The separated source embeddings are fed to the decoder to reconstruct the estimated sources in the time domain.
Example
>>> L, C, N = 8, 2, 8 >>> mixture_w = torch.randn(10, 100, N) >>> est_mask = torch.randn(10, 100, C, N) >>> Decoder = Decoder(L, N) >>> mixture_hat = Decoder(mixture_w, est_mask) >>> mixture_hat.shape torch.Size([10, 404, 2])
- forward(mixture_w, est_mask)[source]
- Parameters:
mixture_w (torch.Tensor) – Tensor shape is [M, K, N].
est_mask (torch.Tensor) – Tensor shape is [M, K, C, N].
- Returns:
est_source – Tensor shape is [M, T, C].
- Return type:
- class speechbrain.lobes.models.conv_tasnet.TemporalBlocksSequential(input_shape, H, P, R, X, norm_type, causal)[source]
Bases:
Sequential
A wrapper for the temporal-block layer to replicate it
- Parameters:
input_shape (tuple) – Expected shape of the input.
H (int) – The number of intermediate channels.
P (int) – The kernel size in the convolutions.
R (int) – The number of times to replicate the multilayer Temporal Blocks.
X (int) – The number of layers of Temporal Blocks with different dilations.
norm_type (str) – The type of normalization, in [‘gLN’, ‘cLN’].
causal (bool) – To use causal or non-causal convolutions, in [True, False].
Example
>>> x = torch.randn(14, 100, 10) >>> H, P, R, X = 10, 5, 2, 3 >>> TemporalBlocks = TemporalBlocksSequential( ... x.shape, H, P, R, X, 'gLN', False ... ) >>> y = TemporalBlocks(x) >>> y.shape torch.Size([14, 100, 10])
- class speechbrain.lobes.models.conv_tasnet.MaskNet(N, B, H, P, X, R, C, norm_type='gLN', causal=False, mask_nonlinear='relu')[source]
Bases:
Module
- Parameters:
N (int) – Number of filters in autoencoder.
B (int) – Number of channels in bottleneck 1 × 1-conv block.
H (int) – Number of channels in convolutional blocks.
P (int) – Kernel size in convolutional blocks.
X (int) – Number of convolutional blocks in each repeat.
R (int) – Number of repeats.
C (int) – Number of speakers.
norm_type (str) – One of BN, gLN, cLN.
causal (bool) – Causal or non-causal.
mask_nonlinear (str) – Use which non-linear function to generate mask, in [‘softmax’, ‘relu’].
Example
>>> N, B, H, P, X, R, C = 11, 12, 2, 5, 3, 1, 2 >>> MaskNet = MaskNet(N, B, H, P, X, R, C) >>> mixture_w = torch.randn(10, 11, 100) >>> est_mask = MaskNet(mixture_w) >>> est_mask.shape torch.Size([2, 10, 11, 100])
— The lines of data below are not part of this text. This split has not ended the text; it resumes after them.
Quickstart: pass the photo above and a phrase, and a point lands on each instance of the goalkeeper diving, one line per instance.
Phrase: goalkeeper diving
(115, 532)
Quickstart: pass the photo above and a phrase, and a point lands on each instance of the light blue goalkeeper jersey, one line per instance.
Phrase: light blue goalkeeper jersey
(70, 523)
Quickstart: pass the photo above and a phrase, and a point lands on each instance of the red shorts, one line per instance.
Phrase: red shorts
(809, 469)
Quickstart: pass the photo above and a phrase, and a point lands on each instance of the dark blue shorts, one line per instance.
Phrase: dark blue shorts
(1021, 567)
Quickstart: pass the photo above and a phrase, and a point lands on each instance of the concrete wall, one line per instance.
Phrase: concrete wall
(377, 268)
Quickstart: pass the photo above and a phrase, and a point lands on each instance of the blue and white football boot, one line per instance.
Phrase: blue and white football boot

- forward(mixture_w)[source]
Keep this API same with TasNet.
- Parameters:
mixture_w (torch.Tensor) – Tensor shape is [M, K, N], M is batch size.
- Returns:
est_mask – Tensor shape is [M, K, C, N].
- Return type:
- class speechbrain.lobes.models.conv_tasnet.TemporalBlock(input_shape, out_channels, kernel_size, stride, padding, dilation, norm_type='gLN', causal=False)[source]
Bases:
Module
The conv1d compound layers used in Masknet.
- Parameters:
input_shape (tuple) – The expected shape of the input.
out_channels (int) – The number of intermediate channels.
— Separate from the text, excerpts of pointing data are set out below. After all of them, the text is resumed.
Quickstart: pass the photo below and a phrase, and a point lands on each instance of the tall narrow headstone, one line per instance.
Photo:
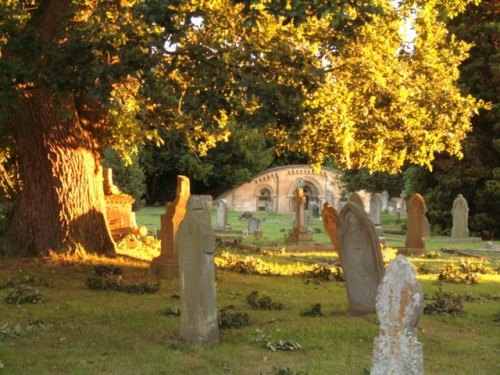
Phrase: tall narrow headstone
(400, 303)
(415, 244)
(299, 233)
(356, 199)
(168, 260)
(361, 258)
(375, 208)
(196, 242)
(330, 218)
(460, 213)
(222, 215)
(384, 196)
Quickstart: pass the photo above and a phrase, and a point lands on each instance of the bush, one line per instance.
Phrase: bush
(326, 273)
(23, 294)
(262, 303)
(232, 319)
(445, 303)
(314, 311)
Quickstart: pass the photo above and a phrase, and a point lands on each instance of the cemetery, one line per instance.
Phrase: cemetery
(249, 187)
(312, 316)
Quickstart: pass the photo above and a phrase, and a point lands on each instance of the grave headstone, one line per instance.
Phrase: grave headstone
(460, 213)
(196, 242)
(329, 197)
(253, 225)
(168, 260)
(299, 233)
(330, 218)
(360, 257)
(400, 303)
(375, 208)
(356, 199)
(222, 215)
(384, 196)
(415, 244)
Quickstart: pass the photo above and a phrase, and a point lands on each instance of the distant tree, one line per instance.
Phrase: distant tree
(477, 175)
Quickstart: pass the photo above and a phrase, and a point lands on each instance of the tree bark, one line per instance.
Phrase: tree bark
(61, 206)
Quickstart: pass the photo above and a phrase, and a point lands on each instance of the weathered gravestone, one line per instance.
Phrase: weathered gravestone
(168, 260)
(415, 244)
(253, 225)
(360, 257)
(400, 303)
(330, 218)
(384, 196)
(222, 215)
(196, 244)
(375, 208)
(356, 199)
(299, 234)
(460, 213)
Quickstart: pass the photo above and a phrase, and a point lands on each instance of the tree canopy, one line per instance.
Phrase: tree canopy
(334, 80)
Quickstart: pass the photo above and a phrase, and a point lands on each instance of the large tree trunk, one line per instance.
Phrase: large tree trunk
(61, 206)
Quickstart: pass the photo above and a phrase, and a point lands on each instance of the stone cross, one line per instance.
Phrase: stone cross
(196, 243)
(222, 214)
(415, 243)
(356, 199)
(400, 303)
(375, 208)
(385, 201)
(460, 213)
(299, 201)
(168, 260)
(330, 218)
(360, 257)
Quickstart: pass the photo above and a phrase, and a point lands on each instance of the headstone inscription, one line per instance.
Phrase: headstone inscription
(330, 218)
(196, 243)
(168, 260)
(460, 213)
(400, 303)
(415, 243)
(360, 257)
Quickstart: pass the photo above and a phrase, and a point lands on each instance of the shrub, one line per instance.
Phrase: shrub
(262, 303)
(445, 303)
(23, 294)
(232, 319)
(315, 310)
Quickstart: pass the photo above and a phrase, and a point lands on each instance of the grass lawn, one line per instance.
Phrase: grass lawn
(80, 331)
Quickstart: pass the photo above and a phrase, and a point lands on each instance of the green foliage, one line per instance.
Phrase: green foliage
(445, 303)
(314, 311)
(130, 179)
(262, 302)
(228, 318)
(278, 370)
(109, 278)
(172, 311)
(326, 273)
(23, 294)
kernel_size (int) – The kernel size in the convolutions.
stride (int) – Convolution stride in convolutional layers.
padding (str) – The type of padding in the convolutional layers, (same, valid, causal). If “valid”, no padding is performed.
dilation (int) – Amount of dilation in convolutional layers.
norm_type (str) – The type of normalization, in [‘gLN’, ‘cLN’].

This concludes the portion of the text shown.